Yang Kai içini çekti ve sonunda kalbindeki pişmanlığı bırakmadan önce bir süre yuvarlandı. Düşüncelerini değiştirerek, Küçük Mühürlü Dünyayı kontrol etti ve Bing Yun, Yang Yan ve Gan Li’nin uyandığını keşfetti. Üçü bir araya gelmişlerdi ve bir şeyler tartışıyor gibiydiler. Şu anda Yang Kai’nin Küçük Mühürlü Dünyası’nda olduklarını fark ettikleri açıktı, bu yüzden paniğe kapılmış görünmüyorlardı. Yine de, daha önce yaşadıklarını hatırladıklarında bazı kalıcı korkular hissetmekten kendilerini alamadılar.
Yang Kai’nin Ruh Projeksiyonu önlerinde tezahür etti ve herkes onu selamladıktan sonra Gan Li konuştu, “Bu seferki yardımın için çok teşekkürler Kardeş Yang. Sen olmasaydın bu Gan’ın başı büyük belaya girerdi.”
Yang Kai gülümseyerek cevap verdi, “Çok naziksin, Kardeş Gan. Sen ve ben ikimiz de Yüksek Komutan Li’nin komutası altında savaştık ve Yıldız Sınırının barışına eşit derecede katkıda bulunduk. Yabancıların sahip olduğumuz her şeye göz diktiği bir dönemde, eminim ki bu Yang bir sorunla karşılaşırsa ve yardım etme yeteneğin olsaydı sen de boş durmazdın.”
“Tabii ki.” Gan Li sertçe başını salladı, “Her halükarda, bana verdiğin bu ikinci şansı sonsuza dek hatırlayacağım, Kardeş Yang. Bu Derin Gökler Tapınağında herhangi bir yardıma ihtiyacın olursa bana haber vermekten çekinme.”
İkisi birkaç nezaket sözcüğü daha söyledi ama ikisi de Dünya Kaynak Sıvısından bahsetmedi. Yang Kai, Gan Li’nin Dünya Kaynak Sıvısını görüp görmediğini ya da Gan Li’nin kasıtlı olarak konuyu açmayı reddedip reddetmediğini bilmiyordu.

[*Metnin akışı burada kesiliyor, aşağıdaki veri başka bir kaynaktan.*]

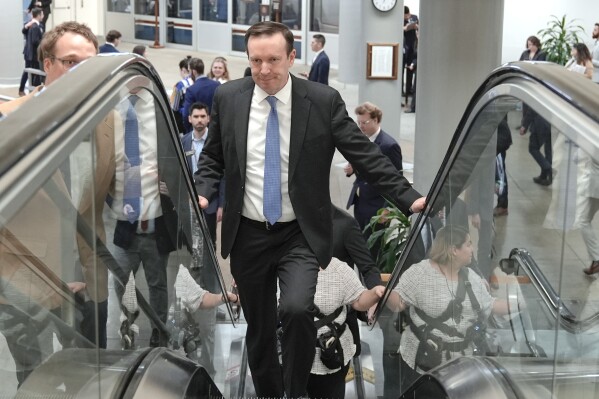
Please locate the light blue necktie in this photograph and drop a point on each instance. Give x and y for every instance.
(272, 166)
(132, 189)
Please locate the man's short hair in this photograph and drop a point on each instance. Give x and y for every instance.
(534, 40)
(196, 64)
(48, 43)
(320, 38)
(372, 110)
(36, 12)
(269, 28)
(112, 35)
(199, 106)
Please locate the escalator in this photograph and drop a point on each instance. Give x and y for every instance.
(65, 170)
(534, 258)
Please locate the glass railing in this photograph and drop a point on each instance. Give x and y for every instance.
(99, 224)
(544, 309)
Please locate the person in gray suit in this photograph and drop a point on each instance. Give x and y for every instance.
(273, 137)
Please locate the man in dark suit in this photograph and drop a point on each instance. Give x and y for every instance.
(193, 143)
(33, 32)
(45, 5)
(202, 90)
(273, 136)
(366, 199)
(113, 39)
(319, 72)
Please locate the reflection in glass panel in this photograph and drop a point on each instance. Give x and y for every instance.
(324, 16)
(461, 297)
(214, 10)
(118, 5)
(44, 301)
(179, 9)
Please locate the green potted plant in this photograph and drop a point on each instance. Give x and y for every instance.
(390, 228)
(558, 37)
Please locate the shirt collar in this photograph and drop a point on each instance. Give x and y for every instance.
(204, 136)
(374, 136)
(283, 95)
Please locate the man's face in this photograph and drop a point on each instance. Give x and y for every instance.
(199, 119)
(70, 50)
(269, 61)
(368, 125)
(315, 45)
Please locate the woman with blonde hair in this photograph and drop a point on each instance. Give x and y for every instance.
(448, 304)
(219, 70)
(581, 60)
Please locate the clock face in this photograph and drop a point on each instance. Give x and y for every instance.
(384, 5)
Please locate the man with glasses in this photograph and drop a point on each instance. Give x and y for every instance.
(365, 199)
(62, 48)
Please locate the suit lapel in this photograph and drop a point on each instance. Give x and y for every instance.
(300, 113)
(242, 109)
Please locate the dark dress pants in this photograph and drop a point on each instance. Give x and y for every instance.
(257, 259)
(540, 136)
(502, 201)
(328, 386)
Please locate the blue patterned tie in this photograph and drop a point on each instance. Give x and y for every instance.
(272, 165)
(132, 189)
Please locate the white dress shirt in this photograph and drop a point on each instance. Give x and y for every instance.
(150, 207)
(254, 173)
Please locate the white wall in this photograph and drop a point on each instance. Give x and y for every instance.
(525, 18)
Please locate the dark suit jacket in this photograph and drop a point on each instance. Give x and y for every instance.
(370, 198)
(319, 124)
(201, 91)
(45, 6)
(350, 247)
(107, 48)
(319, 72)
(186, 141)
(33, 38)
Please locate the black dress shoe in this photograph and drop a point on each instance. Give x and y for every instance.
(593, 269)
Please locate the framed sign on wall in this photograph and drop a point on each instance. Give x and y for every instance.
(382, 60)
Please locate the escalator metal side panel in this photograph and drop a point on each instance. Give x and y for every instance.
(464, 378)
(84, 373)
(166, 374)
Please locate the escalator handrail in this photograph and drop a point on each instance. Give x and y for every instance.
(550, 76)
(566, 317)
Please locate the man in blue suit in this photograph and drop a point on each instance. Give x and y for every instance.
(202, 90)
(113, 39)
(202, 272)
(319, 72)
(365, 198)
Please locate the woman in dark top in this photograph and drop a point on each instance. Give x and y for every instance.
(533, 50)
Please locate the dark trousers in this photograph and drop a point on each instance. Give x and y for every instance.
(502, 198)
(328, 386)
(540, 136)
(143, 249)
(95, 332)
(36, 80)
(257, 259)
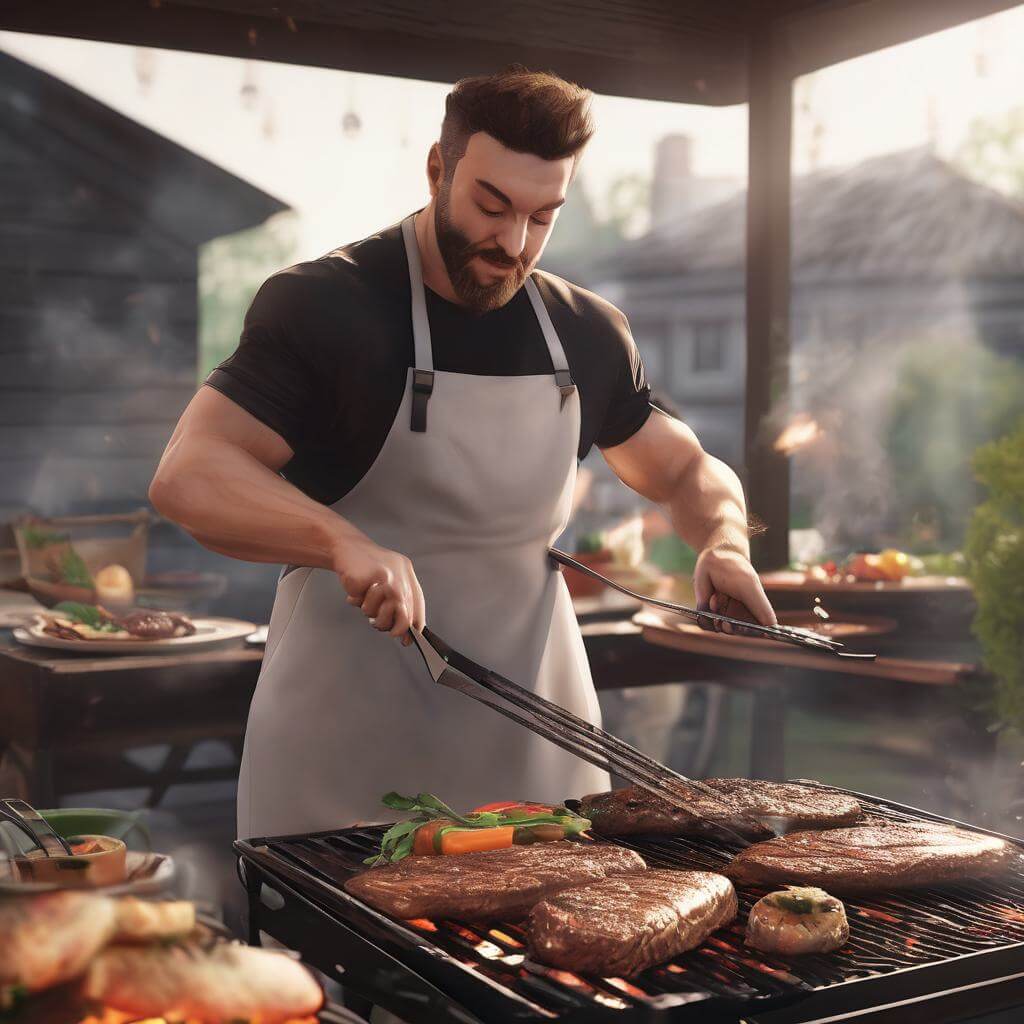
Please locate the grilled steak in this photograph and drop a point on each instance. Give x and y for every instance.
(623, 925)
(877, 856)
(491, 885)
(778, 807)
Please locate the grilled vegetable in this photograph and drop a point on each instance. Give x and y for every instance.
(798, 920)
(436, 828)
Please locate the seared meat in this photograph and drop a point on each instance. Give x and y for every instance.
(223, 983)
(156, 625)
(623, 925)
(870, 857)
(798, 921)
(779, 807)
(491, 885)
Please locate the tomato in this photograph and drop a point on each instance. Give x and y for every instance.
(513, 805)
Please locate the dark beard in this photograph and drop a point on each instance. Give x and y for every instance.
(458, 251)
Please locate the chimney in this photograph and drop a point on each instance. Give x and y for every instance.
(672, 189)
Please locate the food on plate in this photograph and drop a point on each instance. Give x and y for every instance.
(889, 565)
(797, 920)
(623, 925)
(487, 886)
(114, 587)
(223, 982)
(866, 858)
(144, 958)
(94, 860)
(776, 807)
(436, 828)
(76, 621)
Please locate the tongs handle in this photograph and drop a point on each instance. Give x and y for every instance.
(782, 634)
(26, 817)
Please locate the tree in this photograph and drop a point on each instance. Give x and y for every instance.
(993, 152)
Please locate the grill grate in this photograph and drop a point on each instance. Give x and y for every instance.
(890, 933)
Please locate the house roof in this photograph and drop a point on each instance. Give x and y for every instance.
(156, 177)
(907, 214)
(693, 51)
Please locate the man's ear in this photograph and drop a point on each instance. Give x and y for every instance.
(435, 169)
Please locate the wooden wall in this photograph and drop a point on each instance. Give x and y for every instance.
(97, 338)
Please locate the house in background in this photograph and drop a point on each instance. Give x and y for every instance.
(100, 224)
(897, 246)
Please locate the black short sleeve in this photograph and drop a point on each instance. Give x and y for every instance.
(629, 404)
(269, 375)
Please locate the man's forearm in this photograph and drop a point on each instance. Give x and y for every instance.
(707, 506)
(233, 505)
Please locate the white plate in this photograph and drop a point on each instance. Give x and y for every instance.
(208, 631)
(147, 872)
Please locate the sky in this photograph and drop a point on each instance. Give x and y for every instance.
(282, 126)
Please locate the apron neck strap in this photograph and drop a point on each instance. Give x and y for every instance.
(563, 379)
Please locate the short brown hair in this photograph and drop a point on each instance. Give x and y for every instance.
(526, 111)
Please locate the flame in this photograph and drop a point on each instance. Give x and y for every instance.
(799, 432)
(423, 924)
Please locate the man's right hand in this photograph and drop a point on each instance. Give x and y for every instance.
(383, 584)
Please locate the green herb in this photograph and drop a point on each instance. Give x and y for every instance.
(994, 553)
(37, 538)
(397, 842)
(73, 570)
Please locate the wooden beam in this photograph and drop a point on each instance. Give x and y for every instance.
(770, 118)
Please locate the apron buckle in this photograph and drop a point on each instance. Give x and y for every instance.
(423, 385)
(563, 380)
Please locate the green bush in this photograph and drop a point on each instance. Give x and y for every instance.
(995, 564)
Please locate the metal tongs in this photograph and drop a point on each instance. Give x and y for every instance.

Tekrar düşününce, Yang Yan onu gördüğüne göre, Gan Li’nin onu kaçırması için hiçbir sebep yoktu. Gan Li, Dünya Kaynağı Sıvısının cazibesine kapılmış ve bunun sonucunda Doğal Ruh Düzeneğinin kurbanı olmuş olmalı. Dünya Kaynak Sıvısının tam olarak ne olduğunu bilip bilmediği ise tamamen başka bir konuydu.
“Bundan sonra ne yapmayı planlıyorsun, Kardeş Gan?” Hoşnutluklar halledildikten sonra, Yang Kai doğrudan konuya girdi.
“Doğal olarak, Büyük Tao’nun zirvesine ulaşma ve İllüzyon Gökler Ocağını bulma fırsatını yakalamak için elimden gelenin en iyisini yapacağım.” Gan Li kaşlarını çattı ve acı bir şekilde gülümsedi, “Ama yine de, bu Gan Derin Gökler Tapınağına girdiğinden beri Hayali Gökler Ocağını arıyor. Şimdiye kadar hiçbir şey bulamamış olmam üzücü. Sonunda bir şey buldun mu?”
Yang Yan açıkça cevapladı, “Hayır.”
Sonra Yang Kai’ye bakmak için döndü ve devam etti, “Küçük velet, Sheng Yu Zhu’nun sana yalan söylemediğinden emin misin? Gizlice kendi başına bir şeyler yaparken başkalarını cezbetmek için kasıtlı olarak yem mi attı?”
Yang Kai bir an sessizce düşündü, “İmkansız değil, ama elimizdeki tek ipucu bu.”
Şeytan Irkı Yarı Azizlerinden de işe yarar bir bilgi almamıştı. Öğrendiği tek şey, İblis Azizlerin Yarı Azizlere Yıldız Sınırının Sahte Büyük İmparatorlarını öldürmelerini emrettiğiydi. Ancak, neden böyle bir şeyin özel olarak bir komuta dönüştürülmesi gerekiyordu? İki dünya arasındaki mücadele hiç bitmemişti. Hem İnsan Irkından hem de Şeytan Irkından Üstatlar bu yerde birbirleriyle karşılaşırlarsa aralarında herhangi bir barış olasılığı var mıydı?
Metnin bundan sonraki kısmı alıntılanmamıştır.